Looking for advice on what 40 should feel like, I watched Pitkin’s Life begins at forty and its 1933 sequel More power for you! He advocates that after reaching 40, readers should live a simplified life. Parenthood should be kept to a minimum, as part of a desire to save energy. Here are some other tips: “Never open second-class mail. It saves several hundred calories a year” and “Never pick up what an able-bodied woman has dropped”. I decided to skip this wisdom.

I instead turned to Baz Luhrmann’s spoken word song “Everybody’s Free (To Wear Sunscreen)”, whose lyrics are a supposed opening speech. It came out in my late teens; I guess that was what passed for life advice before motivational podcasts. “Trust me,” says Luhrmann’s narrator, “in 20 years [ie, now] you’ll be looking at pictures of yourself and remembering in a way you can’t grasp now how many possibilities there were and how fabulous you really were.

A nice thought, but unfortunately not confirmed by the photos. The song continues: “Don’t waste your time with jealousy; sometimes you are early, sometimes you are late. The race is long, and in the end, it is only with oneself. We speak now. I’m a sucker for such sugary declarations, though I can’t claim they’ll have much impact: I don’t always wear sunscreen.

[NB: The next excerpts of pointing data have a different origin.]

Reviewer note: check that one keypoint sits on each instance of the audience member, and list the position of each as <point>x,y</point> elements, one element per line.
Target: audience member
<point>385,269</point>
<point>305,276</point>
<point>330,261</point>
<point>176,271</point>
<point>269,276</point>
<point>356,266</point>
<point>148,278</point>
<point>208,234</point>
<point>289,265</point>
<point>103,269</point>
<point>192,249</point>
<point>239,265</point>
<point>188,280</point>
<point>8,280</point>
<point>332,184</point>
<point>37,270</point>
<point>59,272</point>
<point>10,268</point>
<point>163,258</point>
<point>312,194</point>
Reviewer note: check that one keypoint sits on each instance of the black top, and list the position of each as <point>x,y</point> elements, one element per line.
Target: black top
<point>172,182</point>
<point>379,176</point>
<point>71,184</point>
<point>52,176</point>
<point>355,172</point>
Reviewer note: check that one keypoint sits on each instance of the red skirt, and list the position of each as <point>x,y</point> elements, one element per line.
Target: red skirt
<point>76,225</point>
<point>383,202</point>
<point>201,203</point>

Shortly before my last round of 40th celebrations, I came across a list of “103 tips I wish I had known” from a writer called Kevin Kelly. They were mostly practical. Some examples: “The biggest lie we tell ourselves is, ‘I don’t have to write it down because I’ll remember it.’ (True: always write things down.) “There’s no such thing as than being ‘on time’. Either you’re late or you’re early. Your choice.” (True, but difficult.) “It’s exciting to be extremely polite to rude strangers.” (True, but impossible.) “If you lend someone $20 and never see them again because they avoid paying you back, that’s worth $20.” (No one has ever asked me for $20 and then disappeared, but I’ll keep that in mind.)

Etc. There was enough wisdom in Kelly’s 103 tips to form a good set of 40th birthday resolutions. Reading them, I felt decidedly not old. It wasn’t so much that they were emphasizing the world of possibilities ahead; it was rather that I realized that I could never have written such a list.

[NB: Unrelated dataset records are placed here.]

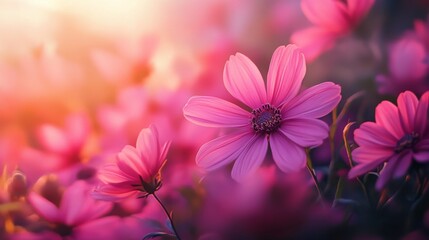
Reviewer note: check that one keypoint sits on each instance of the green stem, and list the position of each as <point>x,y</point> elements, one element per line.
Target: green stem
<point>168,215</point>
<point>313,174</point>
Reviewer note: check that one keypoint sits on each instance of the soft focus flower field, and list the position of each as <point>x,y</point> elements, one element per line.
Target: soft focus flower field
<point>214,119</point>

Kelly’s list stands out for his confidence: he just turned 70 and lives in California. Meanwhile, I, almost 40 years old and living in London, just hadn’t decided what the good life was. Life is like one of those whiteboards you find when you walk into a recently used meeting room. There are a few gaps to write down your own thoughts, but as the board fills in, you have to decide which bits of legacy wisdom to erase and replace. I always pretend not to have to use the eraser.

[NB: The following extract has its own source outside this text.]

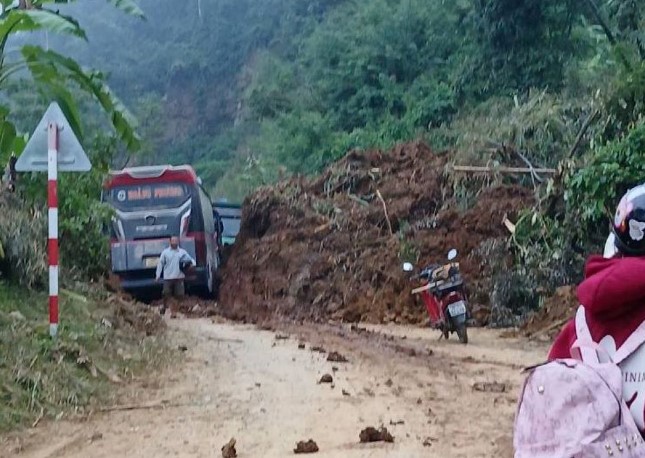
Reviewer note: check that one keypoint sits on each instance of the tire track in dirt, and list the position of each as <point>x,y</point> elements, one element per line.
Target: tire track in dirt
<point>239,381</point>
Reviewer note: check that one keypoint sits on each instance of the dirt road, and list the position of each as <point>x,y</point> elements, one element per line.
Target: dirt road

Speaking to my 40-year-old peers, they too don’t feel old. They have, however, ceased to feel young. Born in the early 1980s, we are millennials, but only on a technicality. We’re gatecrashers, and in truth we don’t belong to that more interesting demographic. More and more, we feel alienated from true millennials and Gen Z. I admire the honesty of these younger generations about mental health, but it seems quite foreign. In quiet moments, I could admit that their use of technology baffles me. Most of them didn’t even look Four weddings and a funeral, for God’s sake. But if you can’t feel young, then not feeling old is the best thing to do.

In Down and Out in Paris and London, George Orwell wrote of the “relieved, almost blissful feeling” of becoming depressed. “You’ve talked so often about going to see the dogs – well, here’s the dogs, and you’ve reached them, and you can handle it. It takes a lot of the anxiety away. For years the number 40 stands at the horizon like an intimidating hill. By the time you get there, to the endless 40th birthday dinners, you’ve assimilated it. You can take it. Another peak looms now in the distance. Fifty? Now it really has looks bad.